Il mio ricordo di Lorin Maazel

Nel mio studio, sopra il pianoforte , sono in bella mostra diverse foto autografe di cantanti e direttori che ho avuto modo di conoscere in tanti anni di professione. Ad una foto però sono particolarmente affezionata, quella del famoso direttore d’orchestra Lorin Maazel , uno dei più grandi del mondo che ha diretto a cavallo dei due secoli, e che oggi  ci ha lasciati a 84 anni.

Ci diresse in una memorabile Nona di Beethoven , in un’ Aida ,e, lo ricordo ancora meglio, in un concerto dove, cosa rara,  il nostro coro non era accompagnato dall’orchestra del Teatro lirico di Cagliari bensì   dalla New York Philharmonic Orchestra .

Alla fine del concerto, mentre lasciavamo il nostro camerino, anzichè dirigermi all’uscita del Teatro, ho cambiato rotta e mi sono diretta invece verso il  camerino del maestro Maazel in fondo al corridoio.  Davanti alla sua porta non c’era nessuno. Stranamente qualche anno prima per poter avere l’autografo sul manifesto feci una fila di quasi mezz’ora. Si diceva che fosse molto burbero e che con la stanchezza del concerto, quel giorno, non avrebbe certo avuto voglia di firmare autografi.

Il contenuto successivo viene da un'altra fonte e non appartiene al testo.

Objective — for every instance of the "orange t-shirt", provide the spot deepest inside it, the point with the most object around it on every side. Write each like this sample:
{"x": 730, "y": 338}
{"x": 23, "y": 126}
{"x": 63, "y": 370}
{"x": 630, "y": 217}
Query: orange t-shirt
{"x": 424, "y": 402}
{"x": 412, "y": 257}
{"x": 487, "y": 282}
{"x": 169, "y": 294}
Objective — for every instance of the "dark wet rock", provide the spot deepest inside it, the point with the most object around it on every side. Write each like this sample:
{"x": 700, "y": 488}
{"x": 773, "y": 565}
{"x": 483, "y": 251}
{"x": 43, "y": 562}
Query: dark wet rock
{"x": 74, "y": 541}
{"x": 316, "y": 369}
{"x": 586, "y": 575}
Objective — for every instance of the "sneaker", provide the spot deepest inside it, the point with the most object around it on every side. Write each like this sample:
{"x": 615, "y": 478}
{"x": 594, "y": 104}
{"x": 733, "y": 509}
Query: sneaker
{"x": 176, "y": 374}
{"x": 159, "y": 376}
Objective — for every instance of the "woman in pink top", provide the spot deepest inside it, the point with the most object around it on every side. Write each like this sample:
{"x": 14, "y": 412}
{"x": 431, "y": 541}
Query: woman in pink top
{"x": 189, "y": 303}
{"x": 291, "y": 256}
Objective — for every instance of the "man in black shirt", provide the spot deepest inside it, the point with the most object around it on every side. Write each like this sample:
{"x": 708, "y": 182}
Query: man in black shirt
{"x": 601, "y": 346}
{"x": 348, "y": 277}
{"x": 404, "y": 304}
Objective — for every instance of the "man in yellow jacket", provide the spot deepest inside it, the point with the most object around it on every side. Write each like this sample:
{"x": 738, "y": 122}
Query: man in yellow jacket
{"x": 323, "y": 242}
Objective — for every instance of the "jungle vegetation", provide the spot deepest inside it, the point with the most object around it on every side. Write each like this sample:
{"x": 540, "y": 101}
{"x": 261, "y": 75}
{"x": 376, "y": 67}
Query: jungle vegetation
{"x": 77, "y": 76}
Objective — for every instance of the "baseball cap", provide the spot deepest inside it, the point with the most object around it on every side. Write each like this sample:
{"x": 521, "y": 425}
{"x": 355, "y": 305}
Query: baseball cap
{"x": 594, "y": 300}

Con molta faccia tosta ho bussato. Ho pensato che male andando non mi avrebbe risposto oppure mi avrebbe mandato a dire che non riceveva nessuno. E invece… sorpresa!

Mi aprì subito un ragazzetto biondo di 10 anni, vestito come un ometto, il quale con un bel sorriso mi fece accomodare. Lui, il Maestro, stava in fondo alla stanza seduto in poltrona. Vedendomi, mi sorrise anche lui invitandomi  ad avvicinarmi. Alla sua destra una giovane donna che mi tendeva la mano. Dentro di me ho pensato che mi avessero scambiato per una loro conoscente. Mi sono avvicinata porgendo la mano a tutti e due e facendo i complimenti al maestro Maazel  per la buona riuscita del concerto. Gli ho domandato poi di autografarmi una sua foto acquistata la mattina alla fine della prova generale. Mi ha chiesto una penna ma io, imbranata e imbarazzata non ne possedevo. per un attimo mi sono sentita una “Fantozzi”.  Il ragazzo per fortuna (ho scoperto che era il figlio) gli porse velocemente la sua.

Tutta soddisfatta ho salutato e sono andata via contenta del bottino, ma soprattutto ero contenta  per aver sfatato la diceria che fosse burbero.

Buon viaggio maestro, è stato un onore lavorare con lei!